A number of new building projects in Israeli towns across Judea and Samaria will be approved later this month, Prime Minister Binyamin Netanyahu told Education Minister Naftali Bennett (Jewish Home), including a replacement neighborhood for the evicted former residents of the town of Migron.
Netanyahu made the assurance at the weekly meeting of coalition leaders on Sunday, after Bennett pressed the Prime Minister to set a deadline for the issuing of permits for proposed building projects.
In response to the Education Minister’s request, Netanyahu pledged that the housing projects, including a new neighborhood for families evicted for the town of Migron, north of Jerusalem, would be approved by the government “in September”.
Earlier on Sunday, former Migron residents and their supporters protested outside of the Prime Minister’s Office in Jerusalem, demanding the government follow through on Netanyahu’s promise to build replacement homes for the displaced families.
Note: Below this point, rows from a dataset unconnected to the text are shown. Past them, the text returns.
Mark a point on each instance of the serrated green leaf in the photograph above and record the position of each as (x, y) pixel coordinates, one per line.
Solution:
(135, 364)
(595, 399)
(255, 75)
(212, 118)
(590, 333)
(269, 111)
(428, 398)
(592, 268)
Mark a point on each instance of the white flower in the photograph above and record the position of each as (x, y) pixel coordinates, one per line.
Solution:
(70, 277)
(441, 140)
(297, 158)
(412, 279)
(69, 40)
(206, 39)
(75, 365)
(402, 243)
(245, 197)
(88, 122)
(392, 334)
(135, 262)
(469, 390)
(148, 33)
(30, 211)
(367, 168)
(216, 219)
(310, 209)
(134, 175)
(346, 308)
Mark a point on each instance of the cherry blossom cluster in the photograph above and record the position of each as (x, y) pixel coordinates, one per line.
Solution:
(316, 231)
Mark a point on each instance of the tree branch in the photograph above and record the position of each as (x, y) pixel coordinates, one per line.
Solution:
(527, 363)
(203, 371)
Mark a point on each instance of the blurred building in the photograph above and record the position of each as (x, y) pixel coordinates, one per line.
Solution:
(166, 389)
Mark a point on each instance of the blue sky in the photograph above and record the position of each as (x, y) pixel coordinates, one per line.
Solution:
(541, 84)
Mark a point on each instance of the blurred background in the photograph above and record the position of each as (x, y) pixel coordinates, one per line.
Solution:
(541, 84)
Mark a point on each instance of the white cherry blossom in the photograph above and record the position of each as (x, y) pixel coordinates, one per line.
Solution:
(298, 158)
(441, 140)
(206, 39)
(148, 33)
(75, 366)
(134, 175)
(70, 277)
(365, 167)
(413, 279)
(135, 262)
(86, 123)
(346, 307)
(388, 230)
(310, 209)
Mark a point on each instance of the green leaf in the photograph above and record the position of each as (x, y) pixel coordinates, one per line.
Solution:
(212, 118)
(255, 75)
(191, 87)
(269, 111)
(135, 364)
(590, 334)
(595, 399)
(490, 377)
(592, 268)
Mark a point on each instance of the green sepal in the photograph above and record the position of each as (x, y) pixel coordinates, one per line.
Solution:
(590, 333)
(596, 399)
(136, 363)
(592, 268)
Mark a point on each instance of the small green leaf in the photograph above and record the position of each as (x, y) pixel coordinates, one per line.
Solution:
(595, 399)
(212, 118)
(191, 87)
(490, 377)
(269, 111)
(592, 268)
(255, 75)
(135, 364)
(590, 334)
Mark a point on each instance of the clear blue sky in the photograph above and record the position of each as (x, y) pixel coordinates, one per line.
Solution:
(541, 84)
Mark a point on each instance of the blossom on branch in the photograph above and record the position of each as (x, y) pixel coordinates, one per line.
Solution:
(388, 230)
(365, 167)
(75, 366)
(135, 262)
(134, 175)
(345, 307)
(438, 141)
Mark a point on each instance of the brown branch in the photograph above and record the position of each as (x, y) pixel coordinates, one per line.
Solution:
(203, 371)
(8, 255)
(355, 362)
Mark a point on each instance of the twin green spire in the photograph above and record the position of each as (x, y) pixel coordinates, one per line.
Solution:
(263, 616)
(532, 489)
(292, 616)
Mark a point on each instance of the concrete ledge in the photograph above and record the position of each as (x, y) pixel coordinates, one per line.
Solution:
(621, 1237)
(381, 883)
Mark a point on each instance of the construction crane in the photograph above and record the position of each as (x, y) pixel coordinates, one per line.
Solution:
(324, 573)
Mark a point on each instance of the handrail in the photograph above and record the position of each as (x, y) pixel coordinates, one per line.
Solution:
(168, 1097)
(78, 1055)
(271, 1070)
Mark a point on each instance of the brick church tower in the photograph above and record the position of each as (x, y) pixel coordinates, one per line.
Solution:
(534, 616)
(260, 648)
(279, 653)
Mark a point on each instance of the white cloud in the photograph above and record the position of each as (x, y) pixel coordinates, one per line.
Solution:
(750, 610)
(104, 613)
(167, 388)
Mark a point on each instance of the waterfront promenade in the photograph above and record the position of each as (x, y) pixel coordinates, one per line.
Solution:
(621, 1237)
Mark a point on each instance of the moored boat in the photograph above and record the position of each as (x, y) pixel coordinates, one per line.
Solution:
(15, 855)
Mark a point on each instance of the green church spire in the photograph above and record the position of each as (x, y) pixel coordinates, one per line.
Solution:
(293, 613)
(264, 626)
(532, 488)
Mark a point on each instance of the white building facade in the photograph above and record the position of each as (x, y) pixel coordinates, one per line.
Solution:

"Netanyahu evicted us five years ago, promising that within two years he would build us a permanent community,” said former Migron resident Naama Moskowitz. “We have been living for five years in caravans in inhumane conditions waiting for the Prime Minister to fulfill his promise."
Plans to build replacement homes for the former residents of Migron in the Givat Hayekev neighborhood have stalled after the Civil Administration’s higher planning committee deferred action on the planned project.